Ervin Santana is comparable to last-season's qualifying offer victim Kyle Lohse in a number of ways. Like Lohse, he combines averagish strikeout ability with plus control and he will be coming off a very strong walk-year. He has a major advantage in that he is just 30, whereas Lohse was 33 in his walk-year, but he also has the specter of an ugly 2012 season where he posted a 5.16 ERA and a 5.68 FIP. hanging over him. His age should make a long-term deal much easier to find and there is a lack of pitching on market to help him as well. However, he is far from being an ace and with one of the stronger draft classes coming up in June, teams could balk at paying a premium for a streaky, mid-rotation guy who also costs them a draft pick.

Tim Lincecum has one of the best track records of any pitcher on the market and the Giants are almost certain to make a qualifying offer to keep him around. He has won two Cy Young Awards and he is just two seasons removed from a 200 strikeout season and a sub-three ERA. However, those two seasons contain a marked drop in velocity, 5.18 and 4.53 ERA seasons, a playoff assignment to the bullpen, talk of a move to the closer's role and just a few brief moments that remind us of the pitcher he once was. Lincecum's results this season have been far worse than stats like FIP and xFIP suggest they should be, so there is hope that he can return to effectiveness at least. However, given a qualifying offer, Lincecum may do well to just take the short-term deal. He may land a long term job elsewhere, but the Giants understand him and his unusual delivery better than anyone and getting back on track next season would create better opportunities than the ones he may have to settle for right now.

On the qualifying offer bubble-

1B Justin Morneau, SS Stephen Drew, P Josh Johnson

These players are borderline candidates for offers and it is tough to tell which way their teams will go.

Morneau hasn't been worth anywhere near $14 million in any of the past three seasons as injuries have derailed his career, but he is been one of the hotter bats in the game this month, hitting .293./330/.598 with seven home runs in 97 August plate appearances. Continued success and a limited first base market could make him a more viable option for many teams than he appears now. Of course, if he is traded before the end of August, the issue will be null and void.

Drew signed a one-year/$10 million deal with Boston this season and he has been healthy enough and productive enough to warrant both a qualifying offer and a multi-year deal. However, $14 million would be an overpay for his services and unlike with Napoli, the Red Sox are well stock with less-costly alternatives, including top prospect Xander Bogaerts. If he is extended the offer, it will likely limit his options to some degree as well, so he could take it, trusting in his ability to repeat his 2013 performance. The Red Sox love to get draft picks back when they can, but the risk that Drew takes the offer might scare them away.
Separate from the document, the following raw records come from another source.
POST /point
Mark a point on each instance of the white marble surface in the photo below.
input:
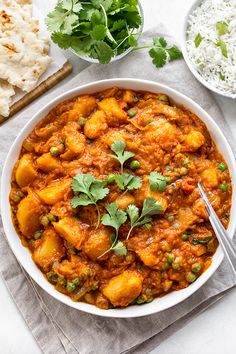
(213, 332)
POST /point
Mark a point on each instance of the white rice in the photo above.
(207, 58)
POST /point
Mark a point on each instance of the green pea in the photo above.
(175, 265)
(54, 151)
(134, 165)
(38, 235)
(224, 187)
(170, 218)
(190, 277)
(81, 121)
(111, 178)
(76, 281)
(196, 268)
(131, 113)
(185, 237)
(44, 220)
(70, 287)
(170, 258)
(166, 266)
(221, 166)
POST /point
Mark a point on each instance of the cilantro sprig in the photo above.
(150, 207)
(118, 147)
(97, 29)
(115, 218)
(88, 190)
(158, 182)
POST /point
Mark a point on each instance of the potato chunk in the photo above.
(55, 191)
(95, 125)
(210, 178)
(28, 214)
(50, 250)
(47, 162)
(145, 192)
(85, 105)
(98, 243)
(115, 114)
(124, 288)
(70, 229)
(25, 172)
(194, 140)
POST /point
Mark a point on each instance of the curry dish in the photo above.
(105, 197)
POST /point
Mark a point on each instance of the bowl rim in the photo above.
(189, 63)
(23, 255)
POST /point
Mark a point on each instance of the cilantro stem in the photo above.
(99, 216)
(109, 35)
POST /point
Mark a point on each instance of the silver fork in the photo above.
(221, 234)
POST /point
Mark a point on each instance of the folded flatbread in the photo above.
(6, 92)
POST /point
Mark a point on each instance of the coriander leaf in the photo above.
(198, 39)
(118, 147)
(120, 249)
(159, 56)
(68, 23)
(115, 217)
(103, 52)
(90, 191)
(150, 207)
(105, 3)
(158, 182)
(55, 20)
(63, 40)
(98, 33)
(221, 27)
(223, 48)
(174, 53)
(118, 25)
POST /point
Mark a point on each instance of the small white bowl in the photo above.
(120, 56)
(23, 254)
(189, 62)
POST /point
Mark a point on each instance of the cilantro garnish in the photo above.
(158, 182)
(150, 207)
(90, 190)
(115, 218)
(118, 147)
(100, 29)
(198, 39)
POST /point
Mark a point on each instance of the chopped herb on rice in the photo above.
(211, 43)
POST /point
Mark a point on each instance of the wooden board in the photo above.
(39, 90)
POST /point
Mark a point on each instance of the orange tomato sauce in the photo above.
(75, 137)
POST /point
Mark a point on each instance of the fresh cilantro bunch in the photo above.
(88, 190)
(100, 29)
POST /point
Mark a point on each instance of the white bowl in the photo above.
(191, 67)
(22, 253)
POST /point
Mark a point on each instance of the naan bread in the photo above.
(23, 54)
(6, 92)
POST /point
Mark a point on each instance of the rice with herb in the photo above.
(211, 43)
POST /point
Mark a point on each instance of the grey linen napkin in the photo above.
(61, 329)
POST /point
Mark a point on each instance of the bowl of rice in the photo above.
(209, 44)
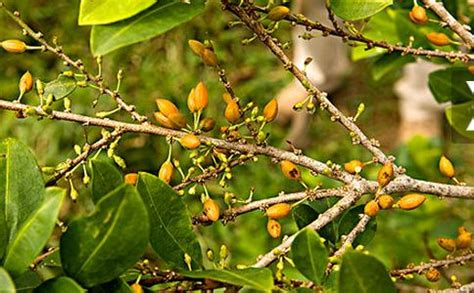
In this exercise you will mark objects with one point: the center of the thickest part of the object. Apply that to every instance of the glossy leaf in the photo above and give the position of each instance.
(363, 273)
(156, 20)
(60, 285)
(34, 233)
(358, 9)
(449, 85)
(21, 188)
(171, 234)
(310, 255)
(105, 177)
(6, 283)
(60, 87)
(100, 247)
(350, 219)
(99, 12)
(254, 278)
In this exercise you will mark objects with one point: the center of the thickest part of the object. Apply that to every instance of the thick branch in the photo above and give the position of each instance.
(440, 10)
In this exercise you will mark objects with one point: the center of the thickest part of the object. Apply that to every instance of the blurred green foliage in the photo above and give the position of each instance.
(165, 68)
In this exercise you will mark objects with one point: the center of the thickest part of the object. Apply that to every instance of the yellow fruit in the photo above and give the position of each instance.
(446, 167)
(211, 209)
(278, 13)
(447, 244)
(201, 96)
(131, 178)
(438, 39)
(192, 101)
(371, 208)
(197, 47)
(354, 166)
(278, 211)
(166, 107)
(290, 170)
(136, 288)
(26, 83)
(418, 15)
(411, 201)
(177, 120)
(385, 174)
(232, 112)
(271, 110)
(166, 171)
(274, 228)
(432, 275)
(386, 201)
(190, 141)
(209, 58)
(13, 46)
(207, 124)
(162, 120)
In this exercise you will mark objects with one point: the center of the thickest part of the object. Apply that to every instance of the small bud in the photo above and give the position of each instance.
(411, 201)
(354, 166)
(446, 167)
(278, 211)
(232, 111)
(26, 83)
(386, 201)
(13, 46)
(211, 209)
(385, 174)
(271, 110)
(418, 15)
(166, 171)
(371, 209)
(278, 13)
(190, 141)
(438, 39)
(290, 170)
(273, 228)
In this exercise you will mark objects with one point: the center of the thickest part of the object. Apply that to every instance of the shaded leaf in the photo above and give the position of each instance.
(310, 255)
(171, 234)
(21, 188)
(6, 283)
(363, 273)
(358, 9)
(100, 247)
(60, 285)
(99, 12)
(34, 233)
(105, 177)
(255, 278)
(160, 18)
(60, 88)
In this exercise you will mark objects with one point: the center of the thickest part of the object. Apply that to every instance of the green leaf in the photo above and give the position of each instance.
(21, 188)
(100, 247)
(34, 233)
(358, 9)
(310, 255)
(255, 278)
(99, 12)
(6, 283)
(449, 85)
(460, 116)
(59, 285)
(363, 273)
(160, 18)
(389, 64)
(350, 219)
(60, 88)
(105, 177)
(171, 234)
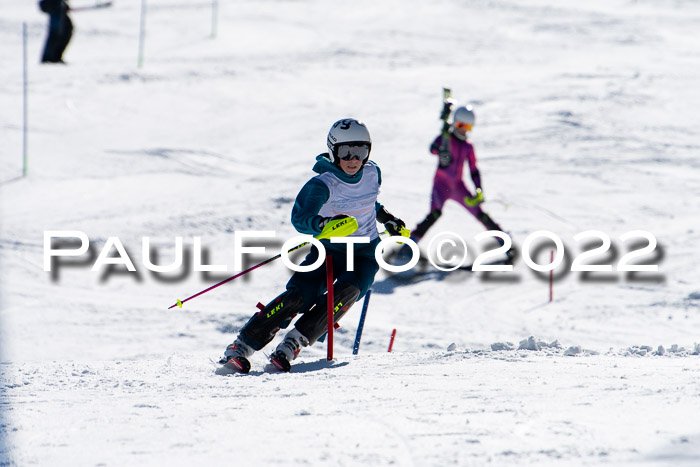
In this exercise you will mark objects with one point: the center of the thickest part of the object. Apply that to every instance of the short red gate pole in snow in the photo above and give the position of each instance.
(391, 342)
(551, 279)
(329, 287)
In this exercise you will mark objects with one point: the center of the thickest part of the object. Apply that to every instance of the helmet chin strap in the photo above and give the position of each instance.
(461, 137)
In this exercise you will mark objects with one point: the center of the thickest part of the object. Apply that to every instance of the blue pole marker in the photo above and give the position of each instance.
(365, 305)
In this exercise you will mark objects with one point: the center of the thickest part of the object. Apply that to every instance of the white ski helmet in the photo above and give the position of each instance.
(347, 131)
(464, 115)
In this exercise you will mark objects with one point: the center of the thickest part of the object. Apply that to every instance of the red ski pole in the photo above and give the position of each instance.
(391, 342)
(331, 305)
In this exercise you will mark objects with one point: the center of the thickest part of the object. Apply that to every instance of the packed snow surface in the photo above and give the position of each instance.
(587, 119)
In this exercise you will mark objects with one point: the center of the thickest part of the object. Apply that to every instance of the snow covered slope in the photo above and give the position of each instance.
(586, 119)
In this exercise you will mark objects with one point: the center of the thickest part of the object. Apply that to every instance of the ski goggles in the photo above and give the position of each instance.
(349, 152)
(464, 126)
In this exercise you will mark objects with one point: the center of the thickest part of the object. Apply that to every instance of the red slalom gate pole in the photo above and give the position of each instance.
(391, 342)
(329, 287)
(551, 279)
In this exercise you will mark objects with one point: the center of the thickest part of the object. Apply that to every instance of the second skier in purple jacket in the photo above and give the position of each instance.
(448, 182)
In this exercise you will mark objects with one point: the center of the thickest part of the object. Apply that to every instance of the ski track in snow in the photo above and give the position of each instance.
(586, 119)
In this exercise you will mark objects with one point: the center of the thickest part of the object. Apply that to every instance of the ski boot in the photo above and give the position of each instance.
(288, 350)
(236, 355)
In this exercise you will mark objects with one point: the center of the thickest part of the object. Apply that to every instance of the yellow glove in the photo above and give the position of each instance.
(338, 226)
(476, 200)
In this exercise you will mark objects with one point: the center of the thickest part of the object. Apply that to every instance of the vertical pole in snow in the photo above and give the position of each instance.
(358, 336)
(391, 342)
(24, 99)
(214, 16)
(551, 279)
(329, 287)
(142, 33)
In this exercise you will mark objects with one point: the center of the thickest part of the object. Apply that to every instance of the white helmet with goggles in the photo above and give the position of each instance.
(464, 118)
(349, 139)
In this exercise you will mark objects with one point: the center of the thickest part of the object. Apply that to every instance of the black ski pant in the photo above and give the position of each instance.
(60, 32)
(306, 294)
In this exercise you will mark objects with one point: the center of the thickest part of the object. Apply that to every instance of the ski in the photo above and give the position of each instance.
(91, 7)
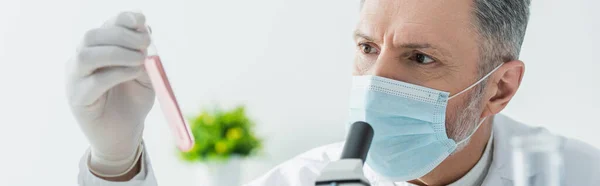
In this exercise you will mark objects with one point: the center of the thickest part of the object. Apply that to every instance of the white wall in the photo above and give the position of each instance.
(289, 61)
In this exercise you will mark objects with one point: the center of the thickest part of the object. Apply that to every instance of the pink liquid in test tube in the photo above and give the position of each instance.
(167, 101)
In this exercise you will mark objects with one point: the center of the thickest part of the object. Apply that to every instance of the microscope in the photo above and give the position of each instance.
(348, 171)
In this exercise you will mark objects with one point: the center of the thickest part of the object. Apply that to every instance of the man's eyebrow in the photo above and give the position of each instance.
(359, 34)
(441, 51)
(416, 45)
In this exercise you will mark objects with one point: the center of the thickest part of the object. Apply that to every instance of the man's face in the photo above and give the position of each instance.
(431, 43)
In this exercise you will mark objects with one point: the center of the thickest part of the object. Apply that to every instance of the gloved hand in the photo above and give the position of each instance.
(110, 93)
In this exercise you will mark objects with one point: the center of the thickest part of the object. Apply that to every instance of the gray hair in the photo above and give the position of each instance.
(501, 26)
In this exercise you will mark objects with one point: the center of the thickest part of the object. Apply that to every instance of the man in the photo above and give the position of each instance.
(430, 76)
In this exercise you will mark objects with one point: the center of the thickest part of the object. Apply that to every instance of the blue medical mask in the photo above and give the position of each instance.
(409, 122)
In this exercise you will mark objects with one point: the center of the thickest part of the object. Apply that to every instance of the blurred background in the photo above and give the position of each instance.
(287, 61)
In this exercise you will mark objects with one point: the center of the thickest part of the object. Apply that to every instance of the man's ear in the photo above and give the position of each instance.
(502, 87)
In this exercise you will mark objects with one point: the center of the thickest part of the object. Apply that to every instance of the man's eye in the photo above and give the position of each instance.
(422, 58)
(367, 49)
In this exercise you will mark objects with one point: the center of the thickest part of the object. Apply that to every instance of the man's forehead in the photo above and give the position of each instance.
(444, 24)
(439, 13)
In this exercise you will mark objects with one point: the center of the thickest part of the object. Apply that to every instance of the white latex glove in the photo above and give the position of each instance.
(110, 93)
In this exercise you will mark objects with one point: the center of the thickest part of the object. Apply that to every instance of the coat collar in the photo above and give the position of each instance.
(501, 170)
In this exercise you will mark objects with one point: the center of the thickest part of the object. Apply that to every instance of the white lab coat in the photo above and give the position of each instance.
(581, 164)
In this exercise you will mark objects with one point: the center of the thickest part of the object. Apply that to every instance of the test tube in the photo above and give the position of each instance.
(164, 94)
(540, 152)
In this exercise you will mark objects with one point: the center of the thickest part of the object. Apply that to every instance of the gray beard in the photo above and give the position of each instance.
(466, 118)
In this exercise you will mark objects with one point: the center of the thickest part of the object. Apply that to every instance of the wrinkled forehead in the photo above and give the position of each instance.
(446, 23)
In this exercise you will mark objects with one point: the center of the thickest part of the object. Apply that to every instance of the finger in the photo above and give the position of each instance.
(90, 59)
(117, 36)
(144, 79)
(92, 87)
(130, 20)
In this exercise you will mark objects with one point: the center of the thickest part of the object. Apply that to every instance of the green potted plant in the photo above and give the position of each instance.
(222, 139)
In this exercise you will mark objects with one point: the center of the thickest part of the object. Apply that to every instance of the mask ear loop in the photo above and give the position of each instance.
(476, 83)
(469, 137)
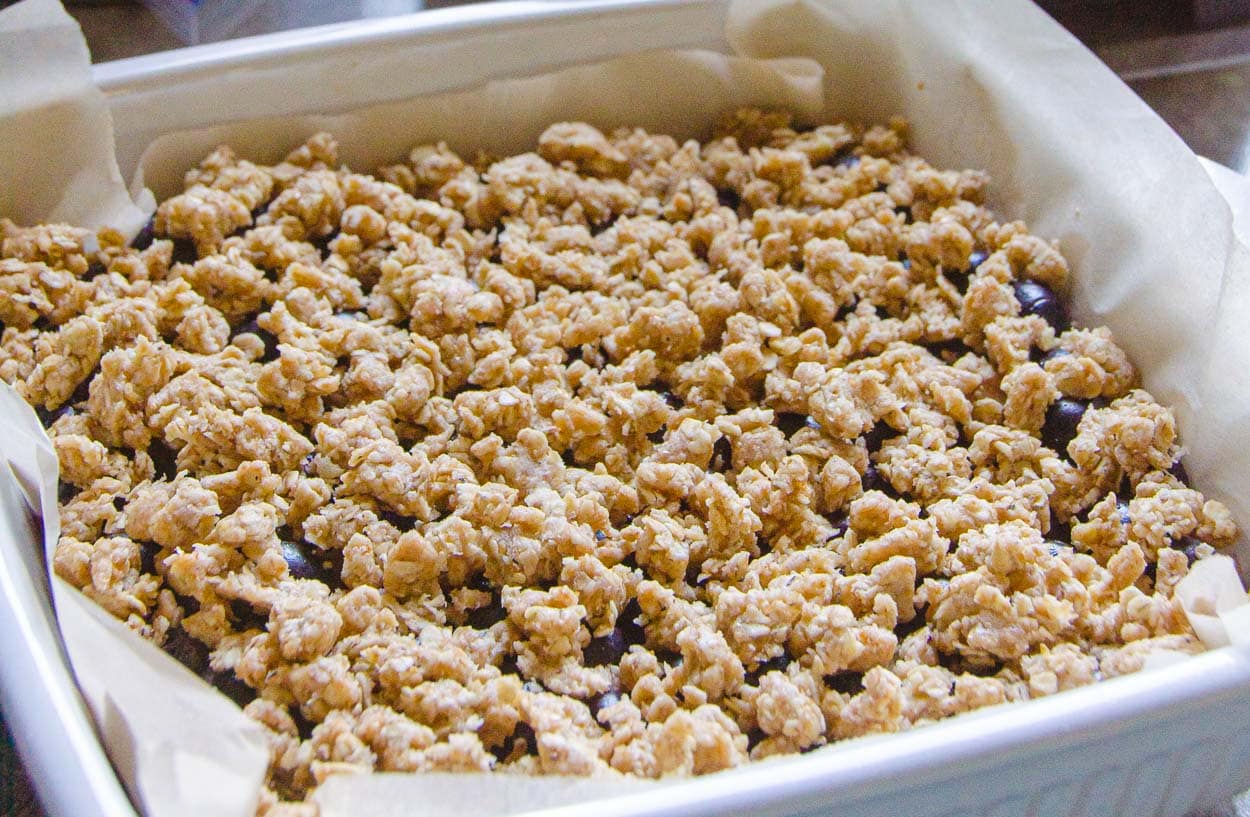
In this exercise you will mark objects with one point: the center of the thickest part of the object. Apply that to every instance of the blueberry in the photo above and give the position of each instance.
(306, 561)
(148, 552)
(298, 562)
(188, 651)
(1178, 470)
(523, 732)
(251, 327)
(949, 350)
(626, 622)
(840, 524)
(400, 521)
(606, 650)
(1038, 299)
(776, 663)
(878, 435)
(1063, 416)
(144, 237)
(1060, 531)
(1055, 354)
(789, 422)
(323, 242)
(601, 702)
(871, 480)
(845, 310)
(65, 491)
(164, 459)
(245, 616)
(721, 455)
(1188, 545)
(229, 685)
(49, 416)
(846, 682)
(184, 251)
(486, 617)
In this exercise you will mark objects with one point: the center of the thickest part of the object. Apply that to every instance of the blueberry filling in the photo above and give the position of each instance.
(1040, 300)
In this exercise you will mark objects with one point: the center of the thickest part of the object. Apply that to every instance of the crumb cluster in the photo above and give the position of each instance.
(623, 456)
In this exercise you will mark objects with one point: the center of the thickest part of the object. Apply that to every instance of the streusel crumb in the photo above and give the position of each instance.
(624, 456)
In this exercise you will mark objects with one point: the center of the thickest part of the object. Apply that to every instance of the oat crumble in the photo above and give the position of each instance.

Johnson would have been a lock to earn a qualifying offer before the season started, but arm injuries, declining velocity and an unsightly 6.20 ERA over 81 1/3 innings now make it something of a long shot. Given his struggles, he would be foolish to turn it down if it offered, since a bounce back year in 2014 would up his price tag on a multi-year deal greatly.

Other bubble candidates- RF Carlos Beltran, RF Nelson Cruz, P Tim Hudson, RF/1B Kendrys Morales, P Phil Hughes,

Perhaps the most difficult thing to predict right now is how players and agents will react to the effects the qualifying offer had on players like Bourn, Lohse, Soriano and LaRoche last season. It is quite possible that a greater number of players will simply accept the offer, limiting a weak free agent class even more. The rise from a rate of $13.3 million to $14 million represents about a five percent increase in the rate and although that matches the typical rate of inflation for free agent salaries, it is a high price tag for many of the players listed above. Teams have shown a willingness to overpay in the short-term thus far, but the current CBA has just one off-season worth of data behind it and some overreaction on both sides could be major factor this winter.